Recently Florida and Arkansas made it a requirement for those engaging in virtual currency activities to obtain money transmission licenses in their respective jurisdictions.

  • In August, the Florida Office of Financial Regulation (OFR) issued an industry alert stating that a person engaged in the business of selling virtual currency in Florida must obtain a license under the state’s money transmission law.  The OFR cited a recent Florida state court decision holding that virtual currency fell within the definitions of “monetary value” and “payment instrument” for the purposes of being a “money transmitter” under Florida’s money transmission statute.  Consistent with this decision, the OFR stated that persons engaged in the business of selling virtual currency must obtain a license under the state’s money transmission law. The OFR’s industry alert notes “As of January 1, 2022, anyone conducting unlicensed money transmitter activity (including selling virtual currency) without having submitted an application to the OFR for a money services business license may be subject to administrative fines or penalties and possible criminal prosecution.”
  • Earlier this year, Arkansas amended the state’s money transmission statute to expressly address virtual currency activities by, among other things, including “virtual currency” within the definition of “money transmission” activity and thereby making it subject to licensing under Arkansas’s money transmission statue. The amended statute further extends certain reporting and recordkeeping requirements to virtual currency obligations of the licensee, by for example, requiring licensees to retain records for at least five years for each virtual currency obligation sold or paid.

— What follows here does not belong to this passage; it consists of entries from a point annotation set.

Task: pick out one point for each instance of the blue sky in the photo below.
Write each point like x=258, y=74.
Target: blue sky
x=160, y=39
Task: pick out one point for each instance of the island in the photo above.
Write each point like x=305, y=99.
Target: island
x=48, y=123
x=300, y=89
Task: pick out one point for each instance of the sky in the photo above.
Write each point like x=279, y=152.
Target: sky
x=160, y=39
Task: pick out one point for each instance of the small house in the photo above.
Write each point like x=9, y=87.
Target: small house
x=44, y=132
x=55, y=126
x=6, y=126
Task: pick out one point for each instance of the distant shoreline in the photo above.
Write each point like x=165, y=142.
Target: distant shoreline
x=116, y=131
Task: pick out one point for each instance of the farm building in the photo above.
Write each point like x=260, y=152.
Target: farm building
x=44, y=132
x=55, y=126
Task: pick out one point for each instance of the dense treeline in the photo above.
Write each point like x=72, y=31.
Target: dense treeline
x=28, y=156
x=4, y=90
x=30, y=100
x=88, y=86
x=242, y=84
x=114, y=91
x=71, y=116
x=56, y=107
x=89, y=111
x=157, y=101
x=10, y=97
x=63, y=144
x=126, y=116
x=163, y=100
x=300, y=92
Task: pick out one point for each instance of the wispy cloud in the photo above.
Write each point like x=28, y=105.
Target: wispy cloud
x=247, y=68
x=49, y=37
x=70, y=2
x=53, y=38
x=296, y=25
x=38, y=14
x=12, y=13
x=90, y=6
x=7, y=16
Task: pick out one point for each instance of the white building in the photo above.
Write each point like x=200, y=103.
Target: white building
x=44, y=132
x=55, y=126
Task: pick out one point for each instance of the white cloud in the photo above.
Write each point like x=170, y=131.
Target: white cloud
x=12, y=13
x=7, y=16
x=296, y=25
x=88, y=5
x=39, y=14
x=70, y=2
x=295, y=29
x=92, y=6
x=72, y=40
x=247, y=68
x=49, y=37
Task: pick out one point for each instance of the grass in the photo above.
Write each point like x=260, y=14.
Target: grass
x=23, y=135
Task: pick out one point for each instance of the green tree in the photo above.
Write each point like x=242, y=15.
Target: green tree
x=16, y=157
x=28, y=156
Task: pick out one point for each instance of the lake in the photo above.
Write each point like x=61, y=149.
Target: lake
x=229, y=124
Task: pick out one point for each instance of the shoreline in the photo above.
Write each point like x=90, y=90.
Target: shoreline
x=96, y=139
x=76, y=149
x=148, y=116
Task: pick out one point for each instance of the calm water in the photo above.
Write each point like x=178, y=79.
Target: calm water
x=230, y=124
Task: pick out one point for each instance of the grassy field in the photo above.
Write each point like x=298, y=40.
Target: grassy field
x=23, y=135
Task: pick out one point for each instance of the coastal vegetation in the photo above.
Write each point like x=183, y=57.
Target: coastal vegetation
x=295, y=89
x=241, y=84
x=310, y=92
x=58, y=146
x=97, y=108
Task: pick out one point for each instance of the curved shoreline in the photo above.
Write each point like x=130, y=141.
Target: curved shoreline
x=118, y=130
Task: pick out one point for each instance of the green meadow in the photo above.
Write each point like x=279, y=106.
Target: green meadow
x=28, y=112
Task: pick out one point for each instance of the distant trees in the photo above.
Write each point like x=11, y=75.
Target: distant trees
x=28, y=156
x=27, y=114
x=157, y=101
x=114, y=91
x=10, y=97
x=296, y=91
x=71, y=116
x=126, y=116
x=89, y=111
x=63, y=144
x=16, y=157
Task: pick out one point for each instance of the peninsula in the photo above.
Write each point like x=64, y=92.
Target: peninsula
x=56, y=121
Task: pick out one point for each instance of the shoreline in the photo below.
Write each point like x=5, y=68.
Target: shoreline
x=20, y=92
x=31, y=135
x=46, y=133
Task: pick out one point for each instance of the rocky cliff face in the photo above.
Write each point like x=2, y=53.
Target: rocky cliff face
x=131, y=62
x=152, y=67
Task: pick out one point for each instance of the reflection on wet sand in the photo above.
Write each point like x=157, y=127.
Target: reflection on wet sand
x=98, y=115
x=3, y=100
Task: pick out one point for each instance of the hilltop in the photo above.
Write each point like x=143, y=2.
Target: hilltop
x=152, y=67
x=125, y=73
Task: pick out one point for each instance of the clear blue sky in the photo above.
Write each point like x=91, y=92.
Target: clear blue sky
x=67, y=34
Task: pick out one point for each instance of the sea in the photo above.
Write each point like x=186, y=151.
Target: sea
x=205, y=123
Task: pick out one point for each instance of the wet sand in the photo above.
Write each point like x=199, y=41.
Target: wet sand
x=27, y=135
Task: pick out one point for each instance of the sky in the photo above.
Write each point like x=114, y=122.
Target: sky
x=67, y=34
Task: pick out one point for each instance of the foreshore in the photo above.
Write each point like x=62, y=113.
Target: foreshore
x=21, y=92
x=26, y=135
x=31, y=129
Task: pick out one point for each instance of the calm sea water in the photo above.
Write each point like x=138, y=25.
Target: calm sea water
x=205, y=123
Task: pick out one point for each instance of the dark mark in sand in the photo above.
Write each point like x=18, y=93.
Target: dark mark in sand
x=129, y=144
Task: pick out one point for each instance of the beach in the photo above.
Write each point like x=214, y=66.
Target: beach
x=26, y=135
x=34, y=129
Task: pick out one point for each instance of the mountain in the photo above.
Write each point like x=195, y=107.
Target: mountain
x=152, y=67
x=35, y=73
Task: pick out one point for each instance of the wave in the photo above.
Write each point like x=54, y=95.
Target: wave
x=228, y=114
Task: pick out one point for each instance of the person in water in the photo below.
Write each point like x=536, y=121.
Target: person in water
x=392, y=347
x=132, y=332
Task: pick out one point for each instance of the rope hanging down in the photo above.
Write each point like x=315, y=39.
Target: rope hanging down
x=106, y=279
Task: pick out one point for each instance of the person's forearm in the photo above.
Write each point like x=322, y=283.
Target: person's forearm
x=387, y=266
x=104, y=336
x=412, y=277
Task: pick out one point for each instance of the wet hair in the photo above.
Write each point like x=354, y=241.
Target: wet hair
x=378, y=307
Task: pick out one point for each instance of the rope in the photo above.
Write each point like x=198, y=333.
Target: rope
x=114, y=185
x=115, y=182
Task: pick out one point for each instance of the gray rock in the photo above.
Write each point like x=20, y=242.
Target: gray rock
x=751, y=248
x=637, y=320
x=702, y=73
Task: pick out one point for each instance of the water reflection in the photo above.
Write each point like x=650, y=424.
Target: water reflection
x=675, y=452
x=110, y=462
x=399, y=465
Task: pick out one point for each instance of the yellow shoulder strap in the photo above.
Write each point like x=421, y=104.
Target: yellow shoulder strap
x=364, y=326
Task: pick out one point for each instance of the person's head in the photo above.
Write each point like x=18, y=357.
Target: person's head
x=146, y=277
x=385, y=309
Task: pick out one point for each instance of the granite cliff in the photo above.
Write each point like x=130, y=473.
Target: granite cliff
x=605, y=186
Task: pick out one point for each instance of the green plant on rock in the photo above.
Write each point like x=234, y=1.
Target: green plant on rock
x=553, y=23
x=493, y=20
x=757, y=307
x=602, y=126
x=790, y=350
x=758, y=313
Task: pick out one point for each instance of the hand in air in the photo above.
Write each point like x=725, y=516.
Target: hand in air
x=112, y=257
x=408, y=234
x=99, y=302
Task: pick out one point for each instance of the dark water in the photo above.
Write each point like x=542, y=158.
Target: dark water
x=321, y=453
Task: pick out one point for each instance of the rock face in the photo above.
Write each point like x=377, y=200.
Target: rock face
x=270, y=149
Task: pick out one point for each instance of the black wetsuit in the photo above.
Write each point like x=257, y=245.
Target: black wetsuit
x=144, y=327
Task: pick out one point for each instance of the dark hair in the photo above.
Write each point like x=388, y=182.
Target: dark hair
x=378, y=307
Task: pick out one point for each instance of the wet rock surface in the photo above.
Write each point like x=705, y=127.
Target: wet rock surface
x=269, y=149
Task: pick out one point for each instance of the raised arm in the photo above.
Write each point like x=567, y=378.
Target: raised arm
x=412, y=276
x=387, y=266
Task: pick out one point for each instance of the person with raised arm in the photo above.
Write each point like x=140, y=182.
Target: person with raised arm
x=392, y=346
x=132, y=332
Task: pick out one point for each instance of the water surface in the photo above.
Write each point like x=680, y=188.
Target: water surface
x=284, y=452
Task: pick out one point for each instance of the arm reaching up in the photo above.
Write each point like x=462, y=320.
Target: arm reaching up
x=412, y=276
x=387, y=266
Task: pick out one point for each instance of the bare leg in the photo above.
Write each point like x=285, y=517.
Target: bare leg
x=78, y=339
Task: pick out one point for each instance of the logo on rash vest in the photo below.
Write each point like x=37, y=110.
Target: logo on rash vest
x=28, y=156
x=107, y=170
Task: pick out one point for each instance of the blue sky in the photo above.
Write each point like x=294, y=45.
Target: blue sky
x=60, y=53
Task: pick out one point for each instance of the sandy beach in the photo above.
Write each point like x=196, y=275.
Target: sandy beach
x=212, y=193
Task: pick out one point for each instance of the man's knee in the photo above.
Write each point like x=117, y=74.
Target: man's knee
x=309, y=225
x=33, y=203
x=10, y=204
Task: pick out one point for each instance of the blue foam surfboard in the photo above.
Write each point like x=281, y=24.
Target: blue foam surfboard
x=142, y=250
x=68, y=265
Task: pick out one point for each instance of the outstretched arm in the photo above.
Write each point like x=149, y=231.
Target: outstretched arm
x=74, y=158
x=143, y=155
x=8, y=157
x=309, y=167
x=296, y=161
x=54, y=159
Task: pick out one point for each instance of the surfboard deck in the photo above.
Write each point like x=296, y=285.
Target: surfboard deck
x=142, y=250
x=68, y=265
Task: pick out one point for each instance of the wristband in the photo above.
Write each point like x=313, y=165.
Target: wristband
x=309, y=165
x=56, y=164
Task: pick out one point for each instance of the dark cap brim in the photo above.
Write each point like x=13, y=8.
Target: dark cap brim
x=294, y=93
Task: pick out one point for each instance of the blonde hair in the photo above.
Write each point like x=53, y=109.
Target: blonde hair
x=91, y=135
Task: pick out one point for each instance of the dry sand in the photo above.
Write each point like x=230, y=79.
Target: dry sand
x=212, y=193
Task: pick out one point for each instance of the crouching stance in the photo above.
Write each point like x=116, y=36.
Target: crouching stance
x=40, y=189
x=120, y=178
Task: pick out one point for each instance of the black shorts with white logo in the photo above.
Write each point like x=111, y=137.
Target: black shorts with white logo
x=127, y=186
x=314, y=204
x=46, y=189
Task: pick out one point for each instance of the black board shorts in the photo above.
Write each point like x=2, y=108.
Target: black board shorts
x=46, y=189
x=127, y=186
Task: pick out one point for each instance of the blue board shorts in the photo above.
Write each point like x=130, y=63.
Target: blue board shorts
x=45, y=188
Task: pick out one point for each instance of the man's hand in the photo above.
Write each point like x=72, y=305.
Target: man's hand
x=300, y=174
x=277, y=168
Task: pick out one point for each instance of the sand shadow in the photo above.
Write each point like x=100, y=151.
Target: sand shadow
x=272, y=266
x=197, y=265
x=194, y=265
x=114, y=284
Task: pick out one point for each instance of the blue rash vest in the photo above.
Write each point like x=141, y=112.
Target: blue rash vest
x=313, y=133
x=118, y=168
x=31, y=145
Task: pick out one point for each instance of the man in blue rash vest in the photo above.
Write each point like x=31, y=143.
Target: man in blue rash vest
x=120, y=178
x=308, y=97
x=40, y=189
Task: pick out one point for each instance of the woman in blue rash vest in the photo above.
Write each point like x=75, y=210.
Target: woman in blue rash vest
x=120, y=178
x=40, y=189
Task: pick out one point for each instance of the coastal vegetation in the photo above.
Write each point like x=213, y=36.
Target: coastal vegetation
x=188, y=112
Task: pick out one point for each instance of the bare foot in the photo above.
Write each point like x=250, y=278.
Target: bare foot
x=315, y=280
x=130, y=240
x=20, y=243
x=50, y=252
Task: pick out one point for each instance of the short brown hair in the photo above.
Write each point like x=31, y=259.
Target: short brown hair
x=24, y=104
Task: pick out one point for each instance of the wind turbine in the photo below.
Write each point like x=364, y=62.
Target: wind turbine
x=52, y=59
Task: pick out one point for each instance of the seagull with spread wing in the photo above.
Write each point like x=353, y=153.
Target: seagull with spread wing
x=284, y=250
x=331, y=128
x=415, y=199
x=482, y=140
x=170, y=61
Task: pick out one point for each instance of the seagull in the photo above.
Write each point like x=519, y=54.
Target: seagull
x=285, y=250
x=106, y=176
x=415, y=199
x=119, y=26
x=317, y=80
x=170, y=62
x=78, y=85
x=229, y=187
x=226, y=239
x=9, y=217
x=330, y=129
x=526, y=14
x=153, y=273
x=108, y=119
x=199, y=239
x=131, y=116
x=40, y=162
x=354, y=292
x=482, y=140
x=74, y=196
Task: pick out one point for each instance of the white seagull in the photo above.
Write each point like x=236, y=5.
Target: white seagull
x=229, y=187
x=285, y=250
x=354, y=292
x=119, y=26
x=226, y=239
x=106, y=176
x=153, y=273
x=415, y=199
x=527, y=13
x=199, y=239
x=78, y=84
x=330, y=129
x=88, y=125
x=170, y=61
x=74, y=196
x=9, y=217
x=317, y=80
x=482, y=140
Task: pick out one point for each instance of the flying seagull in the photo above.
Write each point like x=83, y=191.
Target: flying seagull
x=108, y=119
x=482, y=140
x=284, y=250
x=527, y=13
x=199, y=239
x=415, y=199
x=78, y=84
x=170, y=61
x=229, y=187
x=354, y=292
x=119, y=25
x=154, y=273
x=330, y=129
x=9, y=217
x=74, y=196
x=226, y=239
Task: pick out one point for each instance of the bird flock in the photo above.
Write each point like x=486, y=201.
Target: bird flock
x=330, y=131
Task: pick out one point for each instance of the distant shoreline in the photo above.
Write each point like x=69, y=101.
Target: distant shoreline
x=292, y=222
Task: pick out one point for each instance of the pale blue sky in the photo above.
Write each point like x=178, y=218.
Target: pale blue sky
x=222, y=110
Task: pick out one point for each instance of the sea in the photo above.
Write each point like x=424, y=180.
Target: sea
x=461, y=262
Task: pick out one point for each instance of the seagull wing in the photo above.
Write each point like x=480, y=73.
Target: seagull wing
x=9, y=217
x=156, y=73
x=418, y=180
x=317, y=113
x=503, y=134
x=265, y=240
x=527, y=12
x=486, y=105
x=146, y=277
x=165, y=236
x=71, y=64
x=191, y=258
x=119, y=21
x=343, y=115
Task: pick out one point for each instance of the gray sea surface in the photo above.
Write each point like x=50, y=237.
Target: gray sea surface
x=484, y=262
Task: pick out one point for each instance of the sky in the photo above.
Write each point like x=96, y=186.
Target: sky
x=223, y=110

Putting It Into Practice:  With limited regulatory uniformity with respect to how companies are treated in their money transmission businesses among states, the added layer of offering virtual currencies brings with it more uncertainty and responsibility.  In addition to the Florida and Arkansas actions noted above, California’s DFPI released two recent opinion letters (see here and here) examining whether the sale and purchase of bitcoin through ATMs/kiosks is subject to licensure under the California Money Transmission Act (MTA).  In each instance, because the companies’ activities were limited to selling bitcoin, DFPI determined that an MTA license was not required because the activities “do[] not involve the sale or issuance of a payment instrument, the sale or issuance of stored value, or receiving money for transmission.”  Suffice it to say that companies operating in the virtual currency industry will need to keep abreast of changes in state laws and ensure that their compliance protocols take into account differing statutory constructs.

However, there’s also some optimism that additional uniformity may be on the horizon.  On September 9, the Conference of State Bank Supervisors released the Uniform Money Transmission Modernization Act to, in part, replace 50 sets of state-specific money transmitter laws and rules with a single set of nationwide standards.  Noticeably, the uniform act includes an article on virtual currency making it clear that virtual currency is included in money transmission when received for transmission.

Because enactment of a uniform law in each state could take time, companies will have to continue to wrestle with uncertainties in the near-term, which includes monitoring the money transmissions laws and regulatory guidance of each state in which they intend to conduct business.